Universitas Sultan Ageng Tirtayasa

Maju, Bermutu, Berkarakter, dan Berdaya Saing dalam Kebersamaan Tahun 2025

Pembekalan KKM Revolusi Mental 2017

Serang, (11/7/2017) Lembaga penelitian dan pengabdian masyarakat (LPPM) Universitas Sultan Tirtayasa menyelenggarakan pembekalan KKM Revolusi Mental 2017 digedung B Auditorium. Pada acara tersebut dihadiri oleh ketua LPPM Dr. Benny Irawan SH, MH, M.Si., Drs.H. Hidayatullah Haila, MM., Ujang Rivai, SH., M.Si. Sambutan Ketua LPPM Benny Irawan SH., MH., M.Si melaporkan Kegiatan KKM Revolusi Mental yang hadir pada hari ini kurang lebih sebanyak 300 orang, dan rencana pelepasan KKM 2017 diselenggarakan pada tanggal 18 juli 2017 sebanyak 1700 peserta yang akan disebar di tiga kabupaten yang ada diProvinsi Banten yaitu Kabupaten Serang, Kabupaten Pandeglang dan Kabupaten Lebak, serta ada di 21 Kecamatan dan 110 desa, insa allah pada pelepasan KKM 2017 dihalaman parkir Untirta akan dilepas oleh Gubernur Banten . Pelaksanaan KKM 2017 para mahasiswa/i Untirta dimulai tanggal 21 juli s.d 21 agustus 2017. Beliau dalam sambutannya memberikan arahan dan berpesan kepada para mahasiswa/i peserta KKM harus bisa beradaptasi terhadap lingkungan masyarakat, jangan menggurui masyarakat dan harus bisa memberikan solusi positif bagi masyarakat, dan harus menjaga nama baik pribadi orang tua dan khususnya almamater Untirta. Pada akhir sambutan beliau sekaligus membuka acara.

Sambutan selanjutnya Drs.
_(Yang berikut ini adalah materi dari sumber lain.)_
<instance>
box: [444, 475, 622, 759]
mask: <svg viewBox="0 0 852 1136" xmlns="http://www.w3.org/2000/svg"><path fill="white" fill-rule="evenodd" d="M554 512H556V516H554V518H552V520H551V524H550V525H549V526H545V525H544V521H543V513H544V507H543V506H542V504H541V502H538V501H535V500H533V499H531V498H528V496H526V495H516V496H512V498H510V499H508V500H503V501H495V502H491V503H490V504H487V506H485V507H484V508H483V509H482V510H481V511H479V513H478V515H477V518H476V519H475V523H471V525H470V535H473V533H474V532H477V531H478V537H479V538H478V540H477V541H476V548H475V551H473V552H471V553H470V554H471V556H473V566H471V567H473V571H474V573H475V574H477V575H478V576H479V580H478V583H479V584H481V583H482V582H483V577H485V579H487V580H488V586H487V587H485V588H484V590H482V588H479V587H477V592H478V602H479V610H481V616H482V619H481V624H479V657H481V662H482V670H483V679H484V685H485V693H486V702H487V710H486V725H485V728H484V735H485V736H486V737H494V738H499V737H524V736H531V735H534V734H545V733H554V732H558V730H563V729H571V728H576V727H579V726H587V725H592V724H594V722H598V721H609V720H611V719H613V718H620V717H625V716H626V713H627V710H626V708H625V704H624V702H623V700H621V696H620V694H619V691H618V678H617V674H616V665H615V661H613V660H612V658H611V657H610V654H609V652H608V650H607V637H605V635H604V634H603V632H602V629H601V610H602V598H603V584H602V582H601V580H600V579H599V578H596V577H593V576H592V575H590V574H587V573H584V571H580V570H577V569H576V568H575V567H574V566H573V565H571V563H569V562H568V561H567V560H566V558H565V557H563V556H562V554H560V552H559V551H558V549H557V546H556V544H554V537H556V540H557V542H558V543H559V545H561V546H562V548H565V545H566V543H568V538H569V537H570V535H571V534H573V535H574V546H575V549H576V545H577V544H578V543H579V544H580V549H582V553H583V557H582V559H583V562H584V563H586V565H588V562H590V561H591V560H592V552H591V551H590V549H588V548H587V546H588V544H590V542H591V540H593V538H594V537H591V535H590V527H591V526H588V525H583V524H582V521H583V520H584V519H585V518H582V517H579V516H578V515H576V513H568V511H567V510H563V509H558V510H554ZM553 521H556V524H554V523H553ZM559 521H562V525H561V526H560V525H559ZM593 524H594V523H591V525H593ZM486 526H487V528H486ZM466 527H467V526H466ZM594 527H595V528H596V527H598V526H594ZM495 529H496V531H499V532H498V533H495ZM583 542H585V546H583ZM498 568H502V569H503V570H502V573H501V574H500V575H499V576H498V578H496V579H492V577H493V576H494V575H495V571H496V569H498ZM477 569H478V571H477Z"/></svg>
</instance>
Hidayatullah Haila, MM dalam pembekalan KKM 2017 menyampaikan kepada para mahasiswa/i dan mengajak agar membumikan Revolusi Mental kepada masyarakat , beliau menyampaikan yang harus diperhatikan nilai-nilai strategik masyarakat antara lain, nilai Integritas, etos kerja, gotong royong, melayani, hidup bersih, hidup tertib.

Ujang Rivai, SH., Msi dalam sambutannya sekaligus memberikan pembekalan kepada para peserta KKM 2017 menyampaikan lima aksi nyata gerakan Revolusi Mental yaitu,Indonesia Mandiri, Indonesia Bersih, Indonesia Tertib, Indonesia melayani, Indonesia Bersatu, mengajak kepada para mahasiswa/i peserta KKM 2017 agar menjadi agen of change ditengah-tengah masyarakat, mendorong percepatan perubahan sikap mental dan perilaku yang lebih baik, menghasilkan generasi calon pemimpin bangsa, diakhir sambutannya beliau menerangkan tiga masalah pokok bangsa antara lain, merosotnya wibawa negara kita, lemahnya sendi perekonomian bangsa, Intoleransi dan krisis kepribadian bangsa.( Anas-Humas).